Despite the tendency towards typical trap themes (albeit delivered with candour), deeper topics are explored; “I Wonder“, featuring Akala, is a sociopolitical musing that samples an Akala interview to encapsulate the track’s gritty realism. Tundra-like frostiness in the production achieves a pensive vibe and the brooding nature of the lyrics is amplified by their deeper delivery.
The pulse of the interview snippet fits so satisfyingly into the beat behind it, whilst musing on the “real criminals in suits and ties“; as the beat fades away dreamily, it seems Nines is being shaken out of a trance, presumably ‘wondering’ about all this stuff, by someone going “Yo, NINES!” (a nice touch that adds to the realism of the track).
Although the bars are largely not standout, this record kills on the basis of its musical and production quality; in terms of sound palette used, it’s a winning combination of ethereal high-end synths offset with fat trap beats and bass, marrying hooks that are executed perfectly. “Love 2 The Game“, featuring London-based singer-songwriter Hudson East, is dragged along by its insistent nagging vocal sample and reluctant beat.
“These Keys“, which features a verse from Berner of Taylor Gang, is propelled by a spacious bell-infused sample, whilst I am drawn in instantly by the pitched-up baby-voice intro on “Stacey Adams“, and remain drawn in when these are offset instantly with the gruff depth of the beat that ensues.

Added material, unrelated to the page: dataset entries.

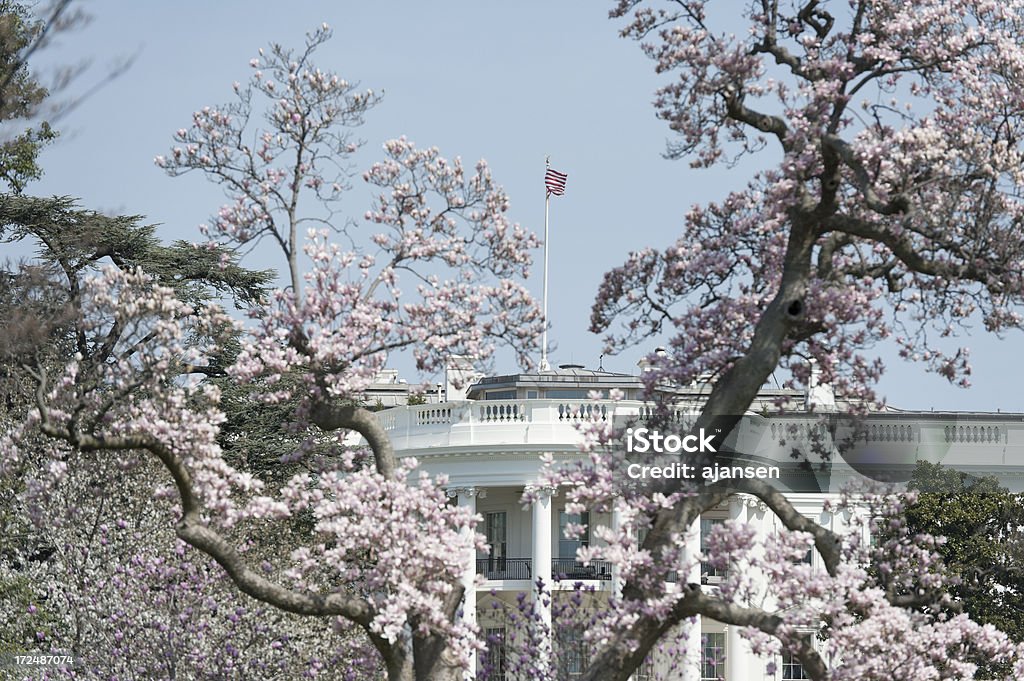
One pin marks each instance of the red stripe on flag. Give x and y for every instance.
(555, 181)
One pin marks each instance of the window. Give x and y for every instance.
(494, 656)
(707, 569)
(792, 669)
(567, 546)
(496, 528)
(713, 656)
(573, 655)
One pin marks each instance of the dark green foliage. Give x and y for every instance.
(982, 522)
(20, 94)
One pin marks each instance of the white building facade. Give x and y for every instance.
(489, 447)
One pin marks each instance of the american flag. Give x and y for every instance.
(555, 181)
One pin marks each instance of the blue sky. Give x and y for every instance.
(509, 82)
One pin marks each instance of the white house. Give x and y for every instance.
(489, 443)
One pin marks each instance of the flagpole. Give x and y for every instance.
(544, 337)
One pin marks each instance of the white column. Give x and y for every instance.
(693, 643)
(467, 500)
(541, 561)
(616, 524)
(737, 651)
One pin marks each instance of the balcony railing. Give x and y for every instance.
(567, 568)
(561, 569)
(505, 568)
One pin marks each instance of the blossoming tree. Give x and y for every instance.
(893, 211)
(438, 274)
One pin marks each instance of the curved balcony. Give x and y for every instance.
(455, 435)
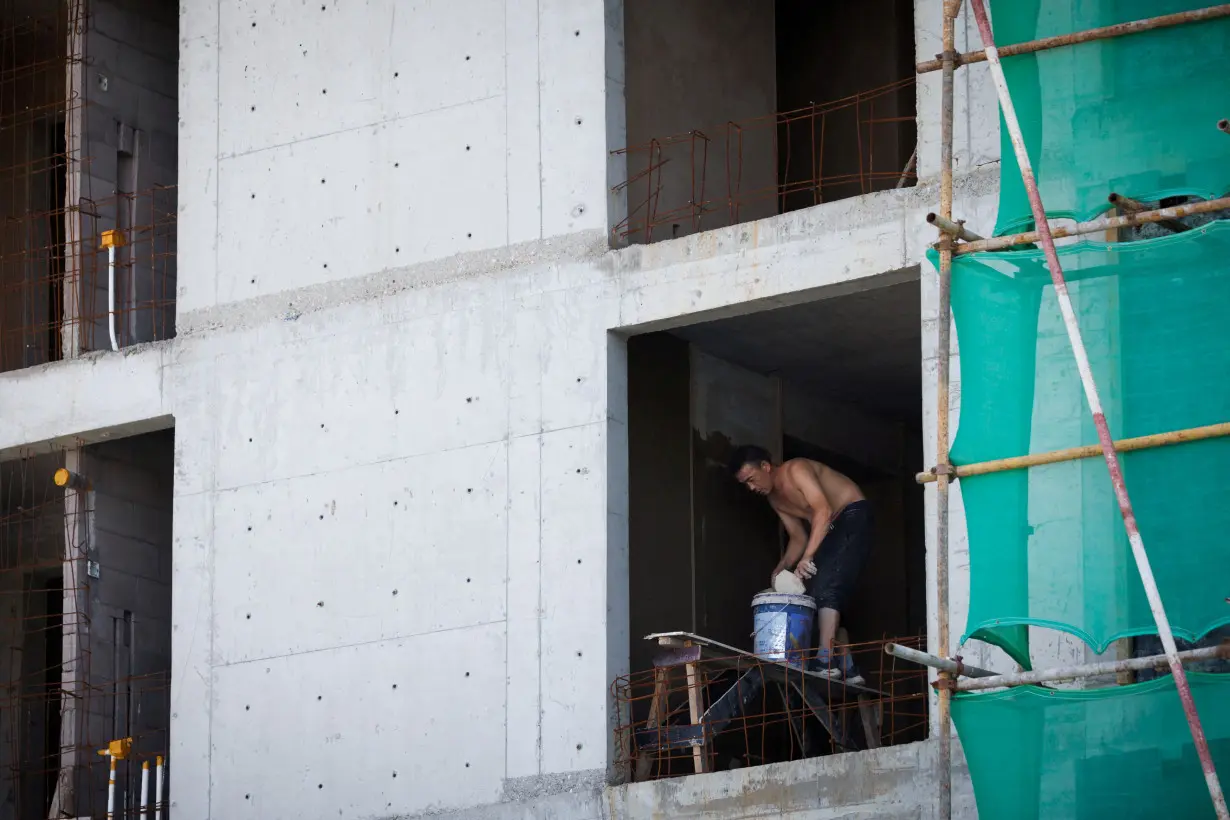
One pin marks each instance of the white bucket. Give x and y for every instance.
(782, 626)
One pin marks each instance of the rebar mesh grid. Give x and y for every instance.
(53, 273)
(55, 709)
(801, 140)
(774, 723)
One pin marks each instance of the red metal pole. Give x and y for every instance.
(1095, 405)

Featuring East London rapper J Hus, “High Roller” features some nice vocoder action at the start creating a spacey atmosphere alongside some granulated/reversed samples, the combined effect of which puts you in a trance of the best kind. Its celestial underwater vibe is emphasised when juxtaposed with cheeky bars like “You wouldn’t know money if it slapped you in the face“.
Meanwhile, “Make It Last” is a sparse, spacey slow-burner with smooth vocals and a notably more subdued delivery of bars. There’s a great moment where the beat suddenly goes ditzy and pitched down samples shift and shimmer either side of my speakers and shake in the refrain – altogether this is the most bleakly atmospheric track on the album.
Though the record is about 90% frosty beats, there are bursts of warmth in the production; “Hoes“, featuring Tiggs Da Author, has a melodic, sunset feeling provided by groovy guitar licks and fills and tongue-in-cheek bars (“She don’t like boys her own age, only them fly olders/In expensive clothes, don’t get it twisted though/Some of the coolest bitches I ever met was hoes“).
Admittedly, all-killer-no-filler this ain’t. The only tracks that slightly disappointed were “Getting Money Now” and “Nervous“. Perfectly good trap tracks with nice melodic lines and okay lyrics, but in the light of the brilliance of the rest of the record, they fell kinda flat.
Altogether, though, this is a highly impressive record – I’m left wondering when the next record is coming out, and wondering what it may be called, with both feet spoken for. Either way, I have faith it will continue Nine’s legacy: wavy, textural trap music at its best.